According to Carl Hakansson, associate professor and selectman for Ashland, “The Warren Center is centrally located and surrounded by Warren Woods conservation area on one side, Ashland State Park on the other side and the Massachusetts Audubon Wildlife Preserve at the far end.”

Because the private land is “protected under conservation restrictions,” there is a large and intact ecosystem of wildlife, birds and plant life, Hakansson added.   

“The area is also a unique combination of grassland and woodland ecology, as well as intermingling wetlands and uplands,” he said.

Hakansson said, “The Warren Center provides an excellent opportunity for classroom experiences both inside and in the field, and its proximity to the state park provides students the chance to work with the Department of Conservation and Recreation to gain experience and possible employment.”

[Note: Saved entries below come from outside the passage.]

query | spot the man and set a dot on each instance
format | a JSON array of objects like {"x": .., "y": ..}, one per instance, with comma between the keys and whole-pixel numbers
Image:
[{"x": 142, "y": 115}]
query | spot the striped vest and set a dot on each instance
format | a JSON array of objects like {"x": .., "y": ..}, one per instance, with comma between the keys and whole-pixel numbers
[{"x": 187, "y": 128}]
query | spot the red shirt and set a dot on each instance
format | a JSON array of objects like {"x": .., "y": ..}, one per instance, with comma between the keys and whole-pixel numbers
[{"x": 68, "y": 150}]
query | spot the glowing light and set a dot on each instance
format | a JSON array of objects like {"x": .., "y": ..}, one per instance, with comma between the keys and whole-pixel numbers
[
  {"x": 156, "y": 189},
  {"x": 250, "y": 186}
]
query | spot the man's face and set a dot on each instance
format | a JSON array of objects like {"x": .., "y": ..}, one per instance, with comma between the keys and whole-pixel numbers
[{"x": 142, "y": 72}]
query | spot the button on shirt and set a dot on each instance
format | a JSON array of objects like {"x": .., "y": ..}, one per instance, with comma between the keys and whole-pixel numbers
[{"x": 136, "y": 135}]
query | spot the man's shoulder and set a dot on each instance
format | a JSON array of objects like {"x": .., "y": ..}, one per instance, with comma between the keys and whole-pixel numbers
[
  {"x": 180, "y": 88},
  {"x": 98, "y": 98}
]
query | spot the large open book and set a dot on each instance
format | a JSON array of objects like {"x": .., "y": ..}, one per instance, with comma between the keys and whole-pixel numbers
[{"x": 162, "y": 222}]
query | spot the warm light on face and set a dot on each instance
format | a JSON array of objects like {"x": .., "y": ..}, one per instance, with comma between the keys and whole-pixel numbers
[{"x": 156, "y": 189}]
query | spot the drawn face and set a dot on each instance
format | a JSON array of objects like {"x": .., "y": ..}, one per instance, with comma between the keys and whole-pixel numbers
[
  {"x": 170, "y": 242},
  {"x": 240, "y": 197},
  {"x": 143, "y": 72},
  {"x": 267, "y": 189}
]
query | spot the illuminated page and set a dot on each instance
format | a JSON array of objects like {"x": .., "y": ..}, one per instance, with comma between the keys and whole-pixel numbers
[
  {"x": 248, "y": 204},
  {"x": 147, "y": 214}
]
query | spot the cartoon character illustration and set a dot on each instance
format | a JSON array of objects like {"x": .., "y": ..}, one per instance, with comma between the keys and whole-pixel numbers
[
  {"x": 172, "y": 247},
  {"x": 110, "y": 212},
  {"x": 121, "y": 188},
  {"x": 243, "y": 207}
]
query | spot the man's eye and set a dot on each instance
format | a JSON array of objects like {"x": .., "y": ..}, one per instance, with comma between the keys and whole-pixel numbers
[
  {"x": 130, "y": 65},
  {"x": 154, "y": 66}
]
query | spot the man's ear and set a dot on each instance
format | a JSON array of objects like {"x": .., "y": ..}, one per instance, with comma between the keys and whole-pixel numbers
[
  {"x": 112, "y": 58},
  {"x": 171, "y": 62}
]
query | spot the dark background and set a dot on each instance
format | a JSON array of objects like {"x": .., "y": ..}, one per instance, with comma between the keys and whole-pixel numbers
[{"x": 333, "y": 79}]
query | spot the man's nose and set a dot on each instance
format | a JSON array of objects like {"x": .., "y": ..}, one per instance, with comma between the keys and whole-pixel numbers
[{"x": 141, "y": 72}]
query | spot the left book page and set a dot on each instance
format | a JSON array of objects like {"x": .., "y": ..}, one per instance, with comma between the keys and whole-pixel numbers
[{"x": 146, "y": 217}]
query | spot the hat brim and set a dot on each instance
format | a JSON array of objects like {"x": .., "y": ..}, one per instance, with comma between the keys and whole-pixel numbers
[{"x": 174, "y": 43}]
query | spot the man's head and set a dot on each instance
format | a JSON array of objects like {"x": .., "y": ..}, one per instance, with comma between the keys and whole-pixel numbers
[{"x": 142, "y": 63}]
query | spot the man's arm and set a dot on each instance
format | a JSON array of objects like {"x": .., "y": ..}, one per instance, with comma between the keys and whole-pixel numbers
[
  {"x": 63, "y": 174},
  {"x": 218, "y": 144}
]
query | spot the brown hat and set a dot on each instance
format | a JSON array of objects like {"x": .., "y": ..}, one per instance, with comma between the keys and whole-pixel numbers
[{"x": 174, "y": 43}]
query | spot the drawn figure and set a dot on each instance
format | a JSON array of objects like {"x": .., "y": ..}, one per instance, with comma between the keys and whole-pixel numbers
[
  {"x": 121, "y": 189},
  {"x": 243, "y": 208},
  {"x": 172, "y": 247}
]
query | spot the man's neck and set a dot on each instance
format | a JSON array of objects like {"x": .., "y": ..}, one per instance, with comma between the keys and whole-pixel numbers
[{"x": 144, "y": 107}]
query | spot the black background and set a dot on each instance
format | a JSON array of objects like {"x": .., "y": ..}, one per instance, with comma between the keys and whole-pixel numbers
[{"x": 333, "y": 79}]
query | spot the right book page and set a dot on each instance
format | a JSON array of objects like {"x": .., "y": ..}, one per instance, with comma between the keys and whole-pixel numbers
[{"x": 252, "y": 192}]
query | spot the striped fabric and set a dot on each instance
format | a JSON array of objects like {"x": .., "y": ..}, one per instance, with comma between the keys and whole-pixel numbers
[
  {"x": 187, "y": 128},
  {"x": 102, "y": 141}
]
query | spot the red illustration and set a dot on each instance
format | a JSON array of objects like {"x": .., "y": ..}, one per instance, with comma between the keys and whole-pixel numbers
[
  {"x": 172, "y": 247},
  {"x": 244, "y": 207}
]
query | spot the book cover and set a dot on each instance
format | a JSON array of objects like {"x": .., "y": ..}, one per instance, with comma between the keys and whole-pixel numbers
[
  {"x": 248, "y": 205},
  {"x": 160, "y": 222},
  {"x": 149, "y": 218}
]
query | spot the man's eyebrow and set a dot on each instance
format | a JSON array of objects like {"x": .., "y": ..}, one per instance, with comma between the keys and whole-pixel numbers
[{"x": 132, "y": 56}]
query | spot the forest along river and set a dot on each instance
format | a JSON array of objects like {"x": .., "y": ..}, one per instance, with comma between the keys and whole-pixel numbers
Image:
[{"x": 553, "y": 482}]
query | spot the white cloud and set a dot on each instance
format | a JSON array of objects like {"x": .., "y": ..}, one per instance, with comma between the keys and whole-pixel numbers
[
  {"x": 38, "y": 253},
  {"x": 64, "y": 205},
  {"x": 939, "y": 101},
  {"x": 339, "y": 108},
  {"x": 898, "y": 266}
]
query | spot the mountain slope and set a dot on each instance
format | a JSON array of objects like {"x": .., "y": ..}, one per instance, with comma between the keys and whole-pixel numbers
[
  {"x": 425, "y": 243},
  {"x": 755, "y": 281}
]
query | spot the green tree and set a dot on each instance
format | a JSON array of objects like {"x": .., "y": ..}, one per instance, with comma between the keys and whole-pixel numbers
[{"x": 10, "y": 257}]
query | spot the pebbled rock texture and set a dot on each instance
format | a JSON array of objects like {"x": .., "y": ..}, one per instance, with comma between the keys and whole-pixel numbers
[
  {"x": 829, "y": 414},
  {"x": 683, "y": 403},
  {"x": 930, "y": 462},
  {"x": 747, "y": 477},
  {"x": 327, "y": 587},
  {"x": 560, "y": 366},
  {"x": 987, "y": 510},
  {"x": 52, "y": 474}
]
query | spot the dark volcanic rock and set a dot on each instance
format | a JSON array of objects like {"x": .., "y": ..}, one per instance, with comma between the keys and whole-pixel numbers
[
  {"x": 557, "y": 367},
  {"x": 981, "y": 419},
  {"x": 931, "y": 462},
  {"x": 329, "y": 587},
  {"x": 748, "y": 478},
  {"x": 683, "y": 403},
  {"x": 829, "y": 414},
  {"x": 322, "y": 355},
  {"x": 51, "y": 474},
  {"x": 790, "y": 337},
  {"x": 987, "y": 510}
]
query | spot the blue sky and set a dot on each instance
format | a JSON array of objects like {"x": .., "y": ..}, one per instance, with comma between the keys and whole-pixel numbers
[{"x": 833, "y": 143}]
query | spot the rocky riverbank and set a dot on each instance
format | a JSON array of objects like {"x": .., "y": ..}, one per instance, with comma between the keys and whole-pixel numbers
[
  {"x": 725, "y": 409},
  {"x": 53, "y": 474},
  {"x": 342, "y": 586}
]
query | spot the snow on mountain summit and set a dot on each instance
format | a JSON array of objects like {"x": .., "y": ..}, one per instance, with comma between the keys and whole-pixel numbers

While FSU was the process of purchasing the center, Ashland expressed interest in purchasing a portion of the land back, particularly the historic barn structure, according to Hamel.

Discussions concerning selling back part of the property have begun now that the sale for the center has officially closed, he added.

The Ashland town meeting approved up to $280,000 for “a portion of the Warren Center property, so now the question becomes, ‘What portion of that will be sold back to Ashland as well as the barn?’” Hamel said.

He added FSU must undertake an appraisal of the site and possibly other portions the town might have an interest in purchasing.

Any renovations and “renewal” will be paid for by the revenue the center accumulates, he added.

At this time, there are no specific renovations planned for the center, but “we will work with the managers to identify and prioritize annual capital adaptation and renewal projects,” Hamel said.

He said the Warren Center is a “stand-alone” facility and net income generated from this facility will pay off the $1.5 million FSU is responsible for as well as paying all operational costs of the center.